Tesla CEO Elon Musk tumbled Twitter shares on Friday when he said he would “hold” his $44 billion acquisition of the social network while he scaled the stakes in fake and spam accounts of the platform examined.
Though Musk later clarified that he was still committed to the deal, he continued to pound on the subject of fake accounts. He wrote on Twitter that his team would conduct its own analysis and expressed doubts about the accuracy of the numbers Twitter reported in its most recent financial filing.
In its earnings report for the first quarter of this year, Twitter acknowledged that there are a number of “fake or spam accounts” on its platform, alongside legitimate monetizable daily active usage or users (mDAU). The company reported, “We conducted an internal review of a sample of accounts and estimate that the average false or spam accounts represented less than 5% of our quarterly mDAU in Q1 2022.”
Twitter also admitted to overstating user counts by 1.4 million to 1.9 million users over the past 3 years. The company wrote, “In March 2019, we launched a feature that allows people to link multiple separate accounts together for convenient account switching,” Twitter announced. “A mistake was made at the time so that actions taken through the primary account resulted in all linked accounts being counted as mDAU.”

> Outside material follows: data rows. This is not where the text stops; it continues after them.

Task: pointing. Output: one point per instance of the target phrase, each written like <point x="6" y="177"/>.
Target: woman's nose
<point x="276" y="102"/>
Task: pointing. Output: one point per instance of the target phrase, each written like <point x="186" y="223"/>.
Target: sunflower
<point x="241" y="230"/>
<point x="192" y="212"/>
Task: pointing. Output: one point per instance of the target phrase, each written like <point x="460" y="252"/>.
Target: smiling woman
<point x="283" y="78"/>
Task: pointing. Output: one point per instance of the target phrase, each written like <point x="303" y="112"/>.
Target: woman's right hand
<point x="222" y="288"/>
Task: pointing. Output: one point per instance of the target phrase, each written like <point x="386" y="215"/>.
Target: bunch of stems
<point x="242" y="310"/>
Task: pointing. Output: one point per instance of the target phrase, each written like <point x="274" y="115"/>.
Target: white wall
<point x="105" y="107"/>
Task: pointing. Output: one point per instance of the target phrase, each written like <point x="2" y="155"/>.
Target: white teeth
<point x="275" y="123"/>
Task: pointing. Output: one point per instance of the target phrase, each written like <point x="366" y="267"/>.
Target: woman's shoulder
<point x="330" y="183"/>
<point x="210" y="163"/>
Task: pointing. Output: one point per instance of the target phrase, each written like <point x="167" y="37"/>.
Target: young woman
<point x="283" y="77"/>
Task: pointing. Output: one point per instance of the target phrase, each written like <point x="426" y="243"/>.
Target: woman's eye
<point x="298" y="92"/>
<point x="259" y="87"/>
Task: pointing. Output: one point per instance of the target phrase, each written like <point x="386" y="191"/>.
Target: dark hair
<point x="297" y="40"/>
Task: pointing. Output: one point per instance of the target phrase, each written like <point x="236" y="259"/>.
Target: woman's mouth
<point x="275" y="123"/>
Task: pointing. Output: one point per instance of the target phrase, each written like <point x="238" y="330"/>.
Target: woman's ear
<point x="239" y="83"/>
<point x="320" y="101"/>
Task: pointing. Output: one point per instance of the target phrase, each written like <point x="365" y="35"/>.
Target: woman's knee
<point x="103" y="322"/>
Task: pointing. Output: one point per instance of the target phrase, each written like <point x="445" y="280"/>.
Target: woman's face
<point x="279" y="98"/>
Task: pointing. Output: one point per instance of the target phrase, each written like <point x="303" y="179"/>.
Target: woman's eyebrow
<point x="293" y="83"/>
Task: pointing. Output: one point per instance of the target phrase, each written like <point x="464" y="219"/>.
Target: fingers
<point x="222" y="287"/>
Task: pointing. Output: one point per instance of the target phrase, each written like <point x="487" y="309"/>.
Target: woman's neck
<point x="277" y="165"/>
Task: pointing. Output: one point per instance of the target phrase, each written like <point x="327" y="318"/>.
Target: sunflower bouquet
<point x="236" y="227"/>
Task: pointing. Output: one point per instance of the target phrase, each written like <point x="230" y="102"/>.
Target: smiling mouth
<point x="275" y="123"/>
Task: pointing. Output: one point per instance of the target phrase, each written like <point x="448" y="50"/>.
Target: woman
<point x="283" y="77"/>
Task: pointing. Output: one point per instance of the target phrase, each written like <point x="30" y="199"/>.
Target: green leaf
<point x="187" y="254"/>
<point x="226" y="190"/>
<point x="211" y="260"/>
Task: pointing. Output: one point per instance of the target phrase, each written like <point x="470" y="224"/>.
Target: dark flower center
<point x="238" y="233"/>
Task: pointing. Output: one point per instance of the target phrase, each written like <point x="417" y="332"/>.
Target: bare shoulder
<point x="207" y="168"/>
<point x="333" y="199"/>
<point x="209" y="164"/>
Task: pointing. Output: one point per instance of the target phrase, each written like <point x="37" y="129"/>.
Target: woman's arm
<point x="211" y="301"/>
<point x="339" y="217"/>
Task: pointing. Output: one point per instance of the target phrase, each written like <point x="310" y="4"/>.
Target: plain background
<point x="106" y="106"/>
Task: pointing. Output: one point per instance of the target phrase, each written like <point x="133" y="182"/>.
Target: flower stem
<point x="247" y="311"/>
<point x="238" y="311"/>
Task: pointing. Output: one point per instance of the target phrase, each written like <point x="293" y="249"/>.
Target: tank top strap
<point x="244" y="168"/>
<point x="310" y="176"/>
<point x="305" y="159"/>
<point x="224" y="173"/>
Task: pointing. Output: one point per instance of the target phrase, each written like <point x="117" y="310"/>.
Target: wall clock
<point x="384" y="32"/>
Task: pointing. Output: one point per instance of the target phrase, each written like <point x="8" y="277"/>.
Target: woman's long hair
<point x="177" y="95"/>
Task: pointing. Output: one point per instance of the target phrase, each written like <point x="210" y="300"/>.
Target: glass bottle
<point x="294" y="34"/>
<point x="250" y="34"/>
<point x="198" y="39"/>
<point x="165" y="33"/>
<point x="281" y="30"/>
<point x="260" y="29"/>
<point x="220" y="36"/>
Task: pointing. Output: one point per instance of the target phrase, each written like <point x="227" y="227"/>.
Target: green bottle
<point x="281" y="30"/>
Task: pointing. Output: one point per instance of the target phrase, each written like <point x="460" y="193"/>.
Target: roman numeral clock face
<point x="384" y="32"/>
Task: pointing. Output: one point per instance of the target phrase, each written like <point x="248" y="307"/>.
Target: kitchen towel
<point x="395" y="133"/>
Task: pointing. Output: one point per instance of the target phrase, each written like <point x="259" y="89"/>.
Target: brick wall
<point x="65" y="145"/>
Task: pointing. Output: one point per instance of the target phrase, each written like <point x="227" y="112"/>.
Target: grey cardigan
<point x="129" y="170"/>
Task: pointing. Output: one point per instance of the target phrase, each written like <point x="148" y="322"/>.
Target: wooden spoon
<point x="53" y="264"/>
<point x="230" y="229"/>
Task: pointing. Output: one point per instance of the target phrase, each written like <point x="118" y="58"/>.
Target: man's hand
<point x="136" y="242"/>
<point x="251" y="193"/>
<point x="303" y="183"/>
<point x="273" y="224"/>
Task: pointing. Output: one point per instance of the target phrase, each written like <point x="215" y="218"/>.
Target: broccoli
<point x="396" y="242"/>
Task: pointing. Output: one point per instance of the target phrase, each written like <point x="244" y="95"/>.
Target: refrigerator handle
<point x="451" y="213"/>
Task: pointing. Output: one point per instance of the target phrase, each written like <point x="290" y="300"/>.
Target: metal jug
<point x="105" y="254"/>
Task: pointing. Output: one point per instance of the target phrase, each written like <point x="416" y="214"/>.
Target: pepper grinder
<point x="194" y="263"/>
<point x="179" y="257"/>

While Musk may be rightly curious, pundits on social media, disinformation, and statistical analysis say his proposed approach to further analysis is woefully lacking.
Here’s what the CEO of SpaceX and Tesla said he would do to determine how many spam, fake, and duplicate accounts exist on Twitter:
“To find out, my team will conduct a random sample of 100 followers of @twitter. I invite others to repeat the same process and see what they discover.” In subsequent tweets, he explained his methodology, adding: “Choose any account with a lot of followers” and “Ignore the first 1000 followers and choose then every 10th off. I’m open to better ideas.”
Musk also said, without providing evidence, that he chose 100 as the sample size for his study because that’s the number Twitter uses to calculate numbers in their earnings reports.
“Any reasonable sampling process is fine. If many people independently get similar results for percentage of fake/spam/duplicate accounts, it will be meaningful. I chose 100 as the sample size number because Twitter uses it to calculate <5% fake/spam/duplicate."
Twitter declined comment when asked if its description of its methodology was accurate.
Facebook co-founder Dustin Moskovitz has commented on the subject via his own Twitter account, noting that Musk’s approach is not truly random, uses too small a sample, and leaves room for massive error.
He wrote, “Also, I feel like ‘not trusting the Twitter team to help pull the sample’ is its own kind of red flag.”
BotSentinel founder and CEO Christopher Bouzy said in an interview with CNBC that his company’s analysis suggests that 10% to 15% of accounts on Twitter are likely “fake,” including fakes, spammers, scammers, nefarious ones Bots, duplicates, and “individuals intentional hate accounts” that typically target and harass individuals, along with others that intentionally spread disinformation.
BotSentinel, powered primarily by crowdfunding, independently analyzes and identifies inauthentic activity on Twitter using a mix of machine learning software and teams of human reviewers. The company now monitors more than 2.5 million Twitter accounts, mostly English-speaking users.
“I don’t think Twitter realistically classifies ‘fake and spam’ accounts,” Bouzy said.
He also warns that the number of inauthentic accounts can appear higher or lower in different corners of Twitter, depending on the topic being discussed. BotSentinel has found that, for example, more inauthentic accounts tweet about politics, cryptocurrency, climate change and Covid than those discussing non-controversial topics like kittens and origami.
Carl T. Bergstrom, a University of Washington professor who co-wrote a book designed to help people make sense of data and avoid falling for false claims online, told CNBC that the sample of a hundred followers included one individual Twitter accounts should not serve as “due diligence” for a $44 billion acquisition.
He said a sample size of 100 is orders of magnitude smaller than the norm for social media researchers studying such things. The biggest problem Musk would face with this approach is something called selection bias.
Bergstrom wrote in a message to CNBC: “There is no reason to believe that the followers of the official Twitter account are a representative sample of accounts on the platform. Maybe bots follow this account less to avoid being discovered. Perhaps more likely to follow to appear legitimate. Who knows? But I just can’t believe Musk would do anything other than fool us with this silly sampling plan.